A beach disturbance that followed the Vans Open of Surfing in Huntington Beach on Sunday left windows smashed, stores looted, and dredged up memories of a similar riot close to 30 years ago.
The Huntington Beach riot on Sunday was sparked just hours after the end of the surfing tournament. Reports said a group of "rowdy young men" began throwing bottles, looting stores, and destroying anything in their path.
Police were eventually able to force the crowd away and bring an end to the beach disturbance, but as they approached main street many people in the crowd began to target businesses. At the Easyrider bike shop, store manager Ryan Hertzog joined about a dozen employees and friends to defend the shop, arming themselves with wrenches and bike seat posts and fighting off the rioters as they tried to steal bikes from the store.

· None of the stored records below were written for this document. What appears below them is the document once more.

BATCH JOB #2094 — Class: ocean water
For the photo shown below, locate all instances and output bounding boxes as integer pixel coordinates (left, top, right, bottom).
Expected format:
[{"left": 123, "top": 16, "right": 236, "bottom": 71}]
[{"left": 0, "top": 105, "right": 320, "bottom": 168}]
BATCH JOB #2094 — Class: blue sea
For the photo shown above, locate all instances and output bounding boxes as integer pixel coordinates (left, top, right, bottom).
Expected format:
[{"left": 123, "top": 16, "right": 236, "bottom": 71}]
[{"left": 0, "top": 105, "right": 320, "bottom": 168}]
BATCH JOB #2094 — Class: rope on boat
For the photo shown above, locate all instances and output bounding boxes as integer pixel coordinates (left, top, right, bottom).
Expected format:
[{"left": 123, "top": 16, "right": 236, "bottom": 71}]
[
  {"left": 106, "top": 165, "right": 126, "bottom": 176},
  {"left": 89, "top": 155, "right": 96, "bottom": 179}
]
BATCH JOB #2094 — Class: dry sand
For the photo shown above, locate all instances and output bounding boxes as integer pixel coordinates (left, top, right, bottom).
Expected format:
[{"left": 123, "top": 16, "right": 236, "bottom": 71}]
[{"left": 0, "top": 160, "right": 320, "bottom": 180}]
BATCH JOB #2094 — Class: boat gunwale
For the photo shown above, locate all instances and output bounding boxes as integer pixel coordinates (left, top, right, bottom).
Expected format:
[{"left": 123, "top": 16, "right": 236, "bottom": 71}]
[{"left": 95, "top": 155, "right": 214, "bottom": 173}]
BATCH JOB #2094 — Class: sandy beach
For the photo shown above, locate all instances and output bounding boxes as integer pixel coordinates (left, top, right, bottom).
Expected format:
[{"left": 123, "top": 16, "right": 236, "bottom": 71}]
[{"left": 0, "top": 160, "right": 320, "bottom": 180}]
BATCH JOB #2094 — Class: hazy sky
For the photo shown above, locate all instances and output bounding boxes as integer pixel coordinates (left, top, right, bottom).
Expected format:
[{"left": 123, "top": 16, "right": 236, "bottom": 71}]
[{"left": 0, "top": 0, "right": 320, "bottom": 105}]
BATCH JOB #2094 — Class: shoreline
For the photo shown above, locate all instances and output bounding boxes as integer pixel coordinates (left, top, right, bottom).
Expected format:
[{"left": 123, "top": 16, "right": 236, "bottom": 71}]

"We were all huddled inside the building and we had the lights off because all the people were up here mobbing around, and I was inside and I saw them tearing down the stop sign. As soon as that stop sign came down, I knew that stop sign was coming through the window," one of the defenders said said. "And sure enough, two seconds later, it did."
On Monday merchants surveyed the damage, finding smashed windows and signs destroyed.
For many, the beach disturbance was reminiscent of another, larger riot that took place close to 30 years ago. In 1986, a riot broke out during the OP Pro Surf Contest, with a mob burning police cars, assaulting women, and destroying structures on the beach.
Huntington officials enacted many changes after the 1986 beach disturbance, including moving the surf contest away from Labor Day weekend and no longer allowing alcohol sales. Video of the Huntington Beach riot is still used for training lifeguards on how to handle situations like that.
There have still been problems from year to year at surf competitions, though few have raised to the level of violence of this year's beach disturbance.